India was right to export HCQ to US. Here’s why | Opinion
Just as the HCQ decision does not take care of all past favours, it will not unlock a bottomless treasure trove of goodies. But its significance for the relationship cannot be overstated, as Trump himself acknowledged on Wednesday.
The Narendra Modi government did well to lift export restrictions on certain drugs, especially hydroxychloroquine (HCQ), the anti-malarial drug that United States (US) President Donald Trump has touted as a game-changer in the fight against the coronavirus disease. Even though the drug’s efficacy against the deadly pathogen remains scientifically unproven, if it helps save lives, as Trump and some of his advisers have contended, letting US orders go through is the right thing to do on humanitarian grounds. This is presuming India did not dip too deep into its own reserves.
Equally important perhaps are the implications for the bilateral relationship. Americans have for long been very clear that while they may seem, and have been, genuinely supportive and generous with India, they don’t expect to see the relationship run like a charity. There is an expectation of returns, pay back — reciprocity, as Trump likes to put it. No administration, Republican or Democratic, has been less or more transactional; the current dispensation is avowedly more.
Anyone who doubts that should check the archives to learn of the outpouring of indignation in 2012 when India overlooked the bids of two US companies for 126 medium multi-role combat aircraft. The Americans had expected to win the multibillion-dollar contract — among other things, as an expression of gratitude from India for the civil nuclear deal signed four years before, that ended India’s nuclear isolation.
There have been constant reminders then of India’s voting record at the United Nations (UN), that does not align with US interest (guess what, not so surprisingly India has voted mostly in line with its own interest). Americans express a sense of hurt that this is so despite the growing relationship and all that the US does for India at the UN, especially to block or fend off the Chinese on a range of issues, including shaming it last year and getting it to agree to designate Masood Azhar a terrorist.
Just as the HCQ decision does not take care of all past favours, it will not unlock a bottomless treasure trove of goodies. But its significance for the relationship cannot be overstated, as Trump himself acknowledged in a thank-you tweet on Wednesday.
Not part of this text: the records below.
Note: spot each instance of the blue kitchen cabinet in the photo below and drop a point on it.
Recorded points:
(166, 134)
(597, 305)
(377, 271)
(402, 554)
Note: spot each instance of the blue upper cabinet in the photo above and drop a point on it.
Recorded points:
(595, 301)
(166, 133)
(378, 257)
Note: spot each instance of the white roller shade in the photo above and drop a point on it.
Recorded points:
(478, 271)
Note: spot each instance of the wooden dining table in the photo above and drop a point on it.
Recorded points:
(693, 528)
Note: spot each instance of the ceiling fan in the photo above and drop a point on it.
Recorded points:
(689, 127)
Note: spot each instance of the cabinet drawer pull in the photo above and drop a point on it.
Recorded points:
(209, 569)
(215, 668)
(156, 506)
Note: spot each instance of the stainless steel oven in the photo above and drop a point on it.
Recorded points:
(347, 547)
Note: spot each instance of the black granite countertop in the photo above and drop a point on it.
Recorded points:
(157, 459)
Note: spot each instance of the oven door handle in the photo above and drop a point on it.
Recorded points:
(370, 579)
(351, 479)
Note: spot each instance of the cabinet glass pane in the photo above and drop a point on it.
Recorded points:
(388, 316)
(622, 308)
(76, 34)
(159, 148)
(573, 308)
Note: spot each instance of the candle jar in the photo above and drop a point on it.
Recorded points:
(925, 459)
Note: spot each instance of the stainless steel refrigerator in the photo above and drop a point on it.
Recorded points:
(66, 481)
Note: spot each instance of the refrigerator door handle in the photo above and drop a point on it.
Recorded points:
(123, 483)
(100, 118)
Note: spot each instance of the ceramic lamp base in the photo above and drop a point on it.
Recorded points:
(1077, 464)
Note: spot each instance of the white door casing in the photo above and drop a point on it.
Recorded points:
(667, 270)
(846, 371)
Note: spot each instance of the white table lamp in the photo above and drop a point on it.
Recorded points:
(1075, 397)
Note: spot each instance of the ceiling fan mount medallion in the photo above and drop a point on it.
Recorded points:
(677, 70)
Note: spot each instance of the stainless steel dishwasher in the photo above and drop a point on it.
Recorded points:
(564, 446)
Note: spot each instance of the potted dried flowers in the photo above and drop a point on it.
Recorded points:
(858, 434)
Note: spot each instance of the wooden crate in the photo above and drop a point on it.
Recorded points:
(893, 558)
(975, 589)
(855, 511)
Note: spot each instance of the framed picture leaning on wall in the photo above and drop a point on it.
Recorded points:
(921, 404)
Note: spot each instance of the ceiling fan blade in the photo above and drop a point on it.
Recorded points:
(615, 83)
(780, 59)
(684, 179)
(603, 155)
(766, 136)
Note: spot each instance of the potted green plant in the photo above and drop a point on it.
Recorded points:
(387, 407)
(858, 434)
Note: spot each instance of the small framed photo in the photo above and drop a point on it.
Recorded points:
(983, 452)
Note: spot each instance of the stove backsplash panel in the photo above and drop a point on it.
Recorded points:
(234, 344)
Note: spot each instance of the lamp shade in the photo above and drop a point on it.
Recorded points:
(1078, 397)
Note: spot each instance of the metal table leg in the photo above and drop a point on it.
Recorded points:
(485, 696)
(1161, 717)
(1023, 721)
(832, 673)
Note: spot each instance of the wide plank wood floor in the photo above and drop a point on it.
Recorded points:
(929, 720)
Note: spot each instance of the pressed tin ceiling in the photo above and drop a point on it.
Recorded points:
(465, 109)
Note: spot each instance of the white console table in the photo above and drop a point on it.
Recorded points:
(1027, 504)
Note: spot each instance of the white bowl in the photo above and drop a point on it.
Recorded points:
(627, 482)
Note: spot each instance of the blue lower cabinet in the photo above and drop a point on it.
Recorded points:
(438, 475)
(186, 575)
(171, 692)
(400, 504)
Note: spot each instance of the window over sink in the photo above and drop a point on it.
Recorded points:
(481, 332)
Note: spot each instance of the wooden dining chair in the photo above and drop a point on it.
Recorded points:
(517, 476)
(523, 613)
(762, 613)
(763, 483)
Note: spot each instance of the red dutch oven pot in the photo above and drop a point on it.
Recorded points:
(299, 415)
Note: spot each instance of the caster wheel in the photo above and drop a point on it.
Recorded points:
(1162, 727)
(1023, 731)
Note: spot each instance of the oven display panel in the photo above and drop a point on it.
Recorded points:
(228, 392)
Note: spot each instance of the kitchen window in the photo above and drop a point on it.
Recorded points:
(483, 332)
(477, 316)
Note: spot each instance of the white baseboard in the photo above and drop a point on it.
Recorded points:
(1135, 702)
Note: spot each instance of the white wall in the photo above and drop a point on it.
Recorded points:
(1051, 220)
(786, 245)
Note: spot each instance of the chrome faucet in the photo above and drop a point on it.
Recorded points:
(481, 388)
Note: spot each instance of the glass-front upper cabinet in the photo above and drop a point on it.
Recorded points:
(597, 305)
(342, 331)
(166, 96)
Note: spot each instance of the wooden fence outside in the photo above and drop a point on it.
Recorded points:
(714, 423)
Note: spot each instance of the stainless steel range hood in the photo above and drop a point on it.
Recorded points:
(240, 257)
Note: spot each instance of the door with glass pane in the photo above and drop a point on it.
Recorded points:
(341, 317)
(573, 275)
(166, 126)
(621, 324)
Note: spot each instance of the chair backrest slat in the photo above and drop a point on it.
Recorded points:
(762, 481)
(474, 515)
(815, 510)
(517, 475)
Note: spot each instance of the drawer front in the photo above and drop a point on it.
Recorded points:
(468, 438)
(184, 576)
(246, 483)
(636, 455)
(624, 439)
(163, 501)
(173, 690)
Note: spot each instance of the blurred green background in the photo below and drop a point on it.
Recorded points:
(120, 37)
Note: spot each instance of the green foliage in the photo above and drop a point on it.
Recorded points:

In the short-term, can India expect to be an early beneficiary of the vaccines that are either undergoing clinical trials in the US or are about to? More than two dozen pharmaceutical companies are racing to find a vaccine; two of them got off the starting line just this past Wednesday.
Human trials began on one in Seattle in mid-March, which could hit the markets next year. Gilead Sciences’ investigational drug, remdesivir, has been called the most promising of antiviral treatments on the way. India might also need ventilators and other medical supplies that are being cranked out or repurposed in American manufacturing facilities.
In the longer-term, Indians will feel most reassured by the president’s promise that their gesture of goodwill at this time of grave crisis for the US “will not be forgotten”.